2.19.2024
Verse fragment from THE NOUVEAU RICHE HOURS OF BARON EGON VON HÜHNERBEIN, translated from the original German by Dr. Otto Hühnerleber
I weary – I tire – Of my daily routine – Of breakfast – of dinner – Of lunch in between – And the irksome exertion Of drawing a breath— How dreary—I stumble – From ennui to death—
Baron Egon von Hühnerbein (1835–1892) was the scion of rentiers whose wealth derived from tenants’ poultry farms in and around the former Duchy of Anhalt-Köthen. Only a few instances of verse appear in the Baron’s justly celebrated Nouveau Riche Hours (Neureiche Stunden), but he wrote nearly two thousand additional poems, none of them shared with anyone during his lifetime. After the Baron’s death at the age of fifty-two, his younger cousin and heir, Duke Günter von und zu Hähnchenschenkel, discovered the manuscript and arranged to have the poems translated into English.1 They first saw publication in the United States, under the pseudonym “Emily Dickinson.”
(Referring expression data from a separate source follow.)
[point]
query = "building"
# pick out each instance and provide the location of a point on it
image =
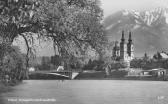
(124, 51)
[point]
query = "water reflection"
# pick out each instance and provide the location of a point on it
(87, 92)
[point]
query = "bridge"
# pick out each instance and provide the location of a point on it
(53, 74)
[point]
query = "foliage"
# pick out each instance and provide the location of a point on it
(56, 60)
(13, 64)
(94, 65)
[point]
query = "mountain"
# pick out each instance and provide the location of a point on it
(149, 28)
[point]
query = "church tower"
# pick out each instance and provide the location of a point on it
(130, 47)
(123, 48)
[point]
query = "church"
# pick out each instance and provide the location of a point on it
(124, 51)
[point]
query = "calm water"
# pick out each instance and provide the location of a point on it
(87, 92)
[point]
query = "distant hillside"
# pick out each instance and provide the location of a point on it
(150, 29)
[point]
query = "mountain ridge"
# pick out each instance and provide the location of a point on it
(150, 29)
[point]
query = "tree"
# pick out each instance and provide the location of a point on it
(72, 25)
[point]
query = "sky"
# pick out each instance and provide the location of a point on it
(111, 6)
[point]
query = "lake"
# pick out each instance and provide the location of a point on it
(87, 92)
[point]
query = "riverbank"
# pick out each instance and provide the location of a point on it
(4, 88)
(7, 87)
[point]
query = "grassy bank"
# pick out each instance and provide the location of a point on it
(4, 88)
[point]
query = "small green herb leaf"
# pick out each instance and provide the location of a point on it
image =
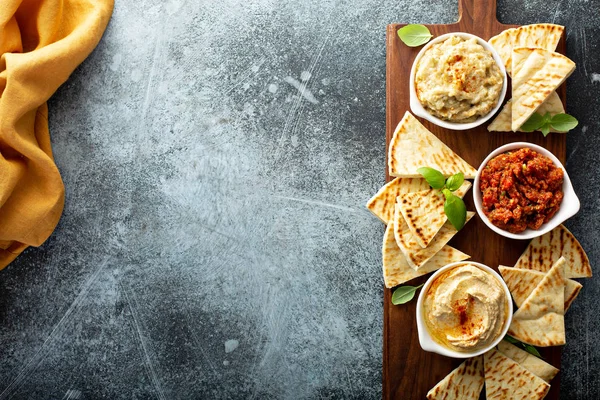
(455, 181)
(414, 35)
(534, 123)
(532, 350)
(563, 122)
(511, 339)
(404, 294)
(434, 177)
(455, 210)
(560, 122)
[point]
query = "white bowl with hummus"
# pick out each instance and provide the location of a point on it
(568, 207)
(463, 310)
(457, 81)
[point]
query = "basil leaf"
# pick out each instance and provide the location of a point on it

The Duke is sometimes said to have been the Baron’s lover. Allegations of a carnal relationship between the cousins appear to be founded on rumors of a drunken admission overheard in a Hofbräu and anonymously reported to the local constabulary in 1896, although no documentary evidence of the report has been found. In any event, the claim is that the Duke, questioned about his relationship with the late Baron, replied: “Ja … er war mein … Freund“ (“Yes … he vahss my … boyfriend”). The Editorial Board of Diary Poems neither endorses nor disputes this claim.


And in margin of Waste Land manuscript, unknown hand, recently revealed by palimpsest imaging: „Ein Kuh macht muh / viele Kühe machen Mühe”.
Ennui till death, my new bumper sticker!